Audi has approved a new strategy to build a range of eco cars. The plan was given the green light just before Christmas and will spawn a family of clean, low CO2 cars, dubbed internally E1 to E5 and spanning everything from a small city car to sports cars.
In mid-December 2008, the strategy board rubber-stamped the proposed E1 entry-level eco-car. It’s Audi’s response to homegrown rival BMW’s Project i – a suite of innovative, low-emissions models to keep premium car sales buoyant in a carbon age.
Audi E1: the electric car
The smallest clean Audi is dubbed E1 and is based on Volkswagen’s NSF family. That’s essentially the sub-Polo mini car based on the VW Up concept, which will also be badged as a Seat and Skoda. However, Audi won’t dabble with badge engineering and will rebody the E1, so it looks quite different inside and out to the VW Up pictured.

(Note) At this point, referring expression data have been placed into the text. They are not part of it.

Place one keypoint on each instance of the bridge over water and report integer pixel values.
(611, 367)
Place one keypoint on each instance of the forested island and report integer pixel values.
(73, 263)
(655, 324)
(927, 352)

Audi E2: the eco sports car
Don’t assume all the clean Audis will be dull. E2 is Audi’s iteration of the VW BlueSport concept car – and it’ll be a mid-engined sports car aimed at the Mazda MX-5 family. Clean aero, light weight and a string of stingy powerplants will ensure the E2 is a clean, green sports car. Audi favours a pair of three-cylinder engines: a 1.2 FSI (75bhp/110Nm) or 1.2 TDI (75bhp/180Nm).
Audi E3: the A2 reborn!
Audi launched a stellar tech showcase in the 1990s A2. It mixed aluminium tech, futuristic styling and preceded BMW’s Mini by several years. Now the company is preparing to relaunch the A2, dubbed E3. It will again use aluminium-intensive construction and be based on the cost-efficient MQB matrix due for the 2011 A3 hatch.
Audi E4: the Roadjet gets a second chance
There’s a new name and a second chance for the Audi Roadjet concept which quietly disappeared after its debut at the 2006 Detroit auto show.
Audi E5: another new eco-friendly sports car
By 2014, Audi plans another green sports car. It should come as good news for enthusiasts worried about the future of fast cars. Details remain scarce at the moment (we’re talking a 2014 launch here) and neither the content nor donor model have been defined.